The study found that in 2014, tourists spent an estimated 7.5 million days/nights in Pennsylvania’s Heritage Areas, purchasing $2 billion worth of goods and services. This spending supported 25,708 jobs and generated $798 million in labor income and nearly $1.3 billion in value-added effects.

In addition, 70 percent of visitor spending and associated economic effects would be lost to these areas if heritage anchor attractions were not available, according to the study.

“By investing in our Heritage Areas, we are investing in our economy, supporting jobs and preserving our history and culture for future generations,” said Jane Sheffield, president of HeritagePA. “If we let funding for these historic and culturally significant areas run out, we risk losing them – and the economic benefits they bring – forever.”

The Heritage Areas rely on state funding through the Heritage Areas Program to administer programs and oversee projects. As the 2015-2016 budget impasse continues in Harrisburg, funding for the Heritage Areas remains at an all-time low, and an increasing number of services and projects are in danger of being cut.
Without an immediate infusion of funds, a number of Heritage Areas will begin making cuts by the end of March 2016.
Heritage Areas are geographic regions or corridors that span two or more counties that
contain historic, recreational, natural and scenic resources that collectively exemplify the heritage of Pennsylvania.

Pennsylvania’s 12 Heritage Areas are: Allegheny Ridge Heritage Area, Delaware & Lehigh National Heritage Corridor, Endless Mountains Heritage Region, Lackawanna Heritage Valley, Lincoln Highway Heritage Corridor, Lumber Heritage Region, National Road Heritage Corridor, Oil Region National Heritage Area, PA Route 6 Heritage Corridor, Rivers of Steel National Heritage Area, Schuylkill River National & State Heritage Area, and Susquehanna Gateway Heritage Area.

“Pennsylvania has one of the richest collections of heritage attractions in the nation, and this study helped confirm that these attractions not only showcase our commonwealth’s history, heritage and culture, but also generate real dollars and jobs for our commonwealth,” said Barry Denk, director of the Center for Rural Pennsylvania. “These heritage areas contribute to a quality of life and sense of place that truly set the Keystone State apart.”

The “Economic Impact of Pennsylvania Heritage Areas” study was co-sponsored by The Center for Rural Pennsylvania and HeritagePA. The research team was led by John M. McGrath, Ph.D., a member of the business faculty at University of Pittsburgh-Johnstown.

About the Heritage Areas Program
Pennsylvania’s Heritage Areas Program is a well-established, national model operating in 57 counties across the Commonwealth.

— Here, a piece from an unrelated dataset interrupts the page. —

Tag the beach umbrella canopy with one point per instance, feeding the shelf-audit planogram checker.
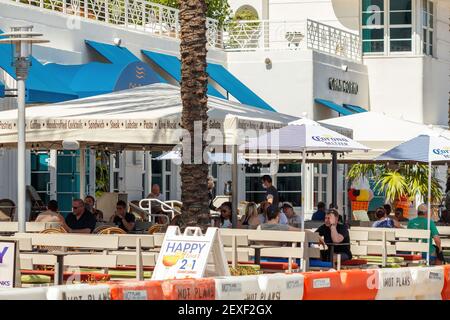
(303, 135)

Pennsylvania’s Heritage Areas encompass almost every major historical site, population center, and tourist attraction the Commonwealth has to offer.

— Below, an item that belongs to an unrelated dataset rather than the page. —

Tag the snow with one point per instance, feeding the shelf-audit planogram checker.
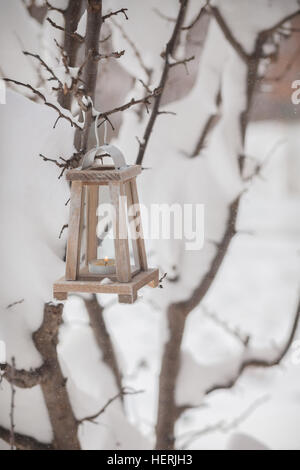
(255, 291)
(23, 36)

Established in 1989, the Heritage Areas Program is a comprehensive, multi-faceted regional strategic initiative to conserve and enhance key resources and promote a region’s heritage for tourism development. The 12 Heritage Areas are managed separately and are as unique as the history, resources, and the communities they work to preserve, enhance, and grow. Through partnerships (regional, businesses, communities, etc.) and grass-roots planning, historic, cultural, natural, scenic, and recreation resources are preserved and developed to strengthen regional economies with a goal of increasing tourism, creating new jobs, and developing investment opportunities.